Future, Option and Swap are three types of stocks bought and sold in the stock market. Future means trading an instrument in the future, options give buyers the right to trade security in future and swaps are derivatives where two parties agree to exchange one stream of cash flow with another.

Future Trading

The future trading consists of trading of futures where the future contracts are traded on the futures exchange. The trading of future contracts or normally termed, futures involves buying or selling of some underlying instruments sometime in the future where the future date is called the final settlement date or delivery date and the pre-set price is referred to as the futures price. The price set on the underlying asset at the day of delivery date is called settlement price in futures trading.


Option Trading

Options are basically the financial instruments that give the buyers the right to buy or sell the underlying security within a point of time in the future for a price, which is fixed at the time when the option is bought. The stock option buyers are called the holders and sellers are called writers in option trading terminology. The ‘call’ in option trading gives the owner of option a right but not an obligation to buy an underlying security within the specified time while the ‘put’ gives the owner a right but not the obligation to sell the underlying asset within the specified time at a pre-fixed price. The value of a stock option contract is determined by five factors - the strike price, price of the stock, the expiration date, the cumulative cost that is required to hold a position in the stock and the estimated future volatility of the stock price. The strike price is referred to the price for which an option stock can be bought or sold. For calls, the stock price must go above the strike price while for puts the stock price should be below the strike price.
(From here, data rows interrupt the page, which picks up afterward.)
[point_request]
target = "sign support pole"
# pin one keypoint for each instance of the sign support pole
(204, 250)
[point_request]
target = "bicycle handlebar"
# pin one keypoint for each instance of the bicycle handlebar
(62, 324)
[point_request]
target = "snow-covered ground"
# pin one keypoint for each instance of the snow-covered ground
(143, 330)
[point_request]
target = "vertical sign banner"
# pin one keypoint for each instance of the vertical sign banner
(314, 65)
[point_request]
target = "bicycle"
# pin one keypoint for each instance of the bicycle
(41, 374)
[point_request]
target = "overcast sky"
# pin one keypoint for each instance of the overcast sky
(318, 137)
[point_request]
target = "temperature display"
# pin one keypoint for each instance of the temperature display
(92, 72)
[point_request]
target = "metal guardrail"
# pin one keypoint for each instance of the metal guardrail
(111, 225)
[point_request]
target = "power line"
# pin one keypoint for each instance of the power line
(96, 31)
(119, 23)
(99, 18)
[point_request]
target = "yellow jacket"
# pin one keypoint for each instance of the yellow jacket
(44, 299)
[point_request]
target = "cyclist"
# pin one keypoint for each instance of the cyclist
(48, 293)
Difference between Futures and Options

A future contract generally gives its holders an obligation to buy or sell the underlying security, which is the major difference with the options contracts as the options give its holders a right but not the obligation to buy or sell the underlying security. Swap Trading The swap is a derivative where the two parties agree to exchange one stream of cash flow with another while the streams are called the legs of the swap. The cash flows involved in the swap trading are calculated over notional principal amount that is generally not exchanged between the counterparties.